Hemingway è ancora più incisivo: non solo gli estranei non devono sapere, ma persino “chiunque altro”. Ergo: quando si mette in atto una rivoluzione, chiunque deve essere trattato come fosse un estraneo, fosse pure la persona a noi più intima. Può piacere o no, Hemingway la pensa così.

Ed anzi aggiunge: «Egli aveva imparato questo: se una cosa è giusta nella sostanza, le menzogne di contorno non contano. C’erano però una quantità di menzogne. In principio, quel mentire non gli piaceva. L’odiava. Poi, più tardi, gli era perfino piaciuto. Era inevitabile, quando uno si trovava al centro delle cose, ma era una faccenda che corrompeva».

E così è partita, col solito loop, la mia riflessione.

Mi sono chiesto: chi di noi non affronta cambiamenti imprevisti nella vita? chi, prima o poi, non è attraversato da una rivoluzione? e, se così è, dunque siamo tutti mentitori, tutti in grado, di punto in bianco, di trattare da estranei parenti, amanti e amici?

Ebbene, pare proprio di sì.

E ancora: la giusta causa di una menzogna ci assolve da ogni ombra? o piuttosto ci corrompe perché una menzogna tira l’altra, proprio come con le ciliegie, che tra un po’ tingeranno di rosso le nostre tavole?

La risposta di Hemingway la conoscete già.

Io, a cui restano sempre meno capelli e sempre più bianchi, sto tuttora imparando a riconoscere il valore delle mezze tinte, del chiaroscuro, di ciò che non è mai del tutto bianco né del tutto nero. Sono così portato a pensare che a volte la vita ci forzi la mano, ci porti dove non avevamo previsto, ci costringa a scelte ardue e a conseguenze ancor più gravose.

Una volta, più di trent’anni fa, una coppia di coniugi da me molto ammirata venne a portare la propria testimonianza di vita matrimoniale ad un gruppo di giovani. Ad un certo punto, lei ebbe a dire: «Amare una persona non significa dovergli dire sempre tutto. A volte, per amore si deve tacere, finanche mentire».

Fu un’affermazione che mi lasciò esterrefatto, sferzando il mio moralismo disincarnato. Naturalmente, presentai immediatamente la mia obiezione: «E perché mai si dovrebbe agire così?». «Per proteggere l’amato», fu la risposta.

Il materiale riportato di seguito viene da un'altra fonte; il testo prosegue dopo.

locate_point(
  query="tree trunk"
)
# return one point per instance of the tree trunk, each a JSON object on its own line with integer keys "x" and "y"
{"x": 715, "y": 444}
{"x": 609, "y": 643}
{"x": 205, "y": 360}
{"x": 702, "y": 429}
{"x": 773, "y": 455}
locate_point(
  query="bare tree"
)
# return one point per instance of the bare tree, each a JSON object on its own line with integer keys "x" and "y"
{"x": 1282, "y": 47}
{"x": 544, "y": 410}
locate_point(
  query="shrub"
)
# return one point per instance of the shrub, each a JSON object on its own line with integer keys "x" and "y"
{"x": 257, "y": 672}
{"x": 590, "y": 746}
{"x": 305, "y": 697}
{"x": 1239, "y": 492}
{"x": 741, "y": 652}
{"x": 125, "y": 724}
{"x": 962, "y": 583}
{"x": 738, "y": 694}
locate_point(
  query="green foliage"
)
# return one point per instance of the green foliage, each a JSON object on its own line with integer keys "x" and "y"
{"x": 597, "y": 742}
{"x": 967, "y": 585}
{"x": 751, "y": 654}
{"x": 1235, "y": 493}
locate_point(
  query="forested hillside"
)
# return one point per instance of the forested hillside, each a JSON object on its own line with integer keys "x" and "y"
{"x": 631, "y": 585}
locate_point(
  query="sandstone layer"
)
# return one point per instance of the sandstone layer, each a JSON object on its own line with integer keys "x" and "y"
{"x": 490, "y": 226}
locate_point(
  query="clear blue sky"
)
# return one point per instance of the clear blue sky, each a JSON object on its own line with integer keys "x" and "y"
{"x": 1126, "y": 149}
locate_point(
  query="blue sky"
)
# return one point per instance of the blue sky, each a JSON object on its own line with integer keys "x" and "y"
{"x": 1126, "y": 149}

Ora, io non lo so chi tra Hemingway e la mia vecchia amica abbia ragione. Sono propenso a ritenere che, almeno in parte, l’abbiano entrambi.

Noto, tuttavia, un discrimine: per il primo, pur di conseguire il proprio fine, l’amato diventa un estraneo e come tale viene trattato; per la seconda, pur di proteggere l’amato, ci si violenta sino al silenzio.

In altri termini: le apparenze possono ingannare e, come spesso succede, non è detto che due persone che sembrano fare la stessa cosa, in realtà la stiano facendo per davvero.

Ai posteri l’ardua sentenza, insegna papà Alessandro.

Jane Austen: «Non sempre chi sorride è felice. Ci sono lacrime nel cuore che non arrivano agli occhi».

Albert Camus: «Io mi ribello dunque esisto».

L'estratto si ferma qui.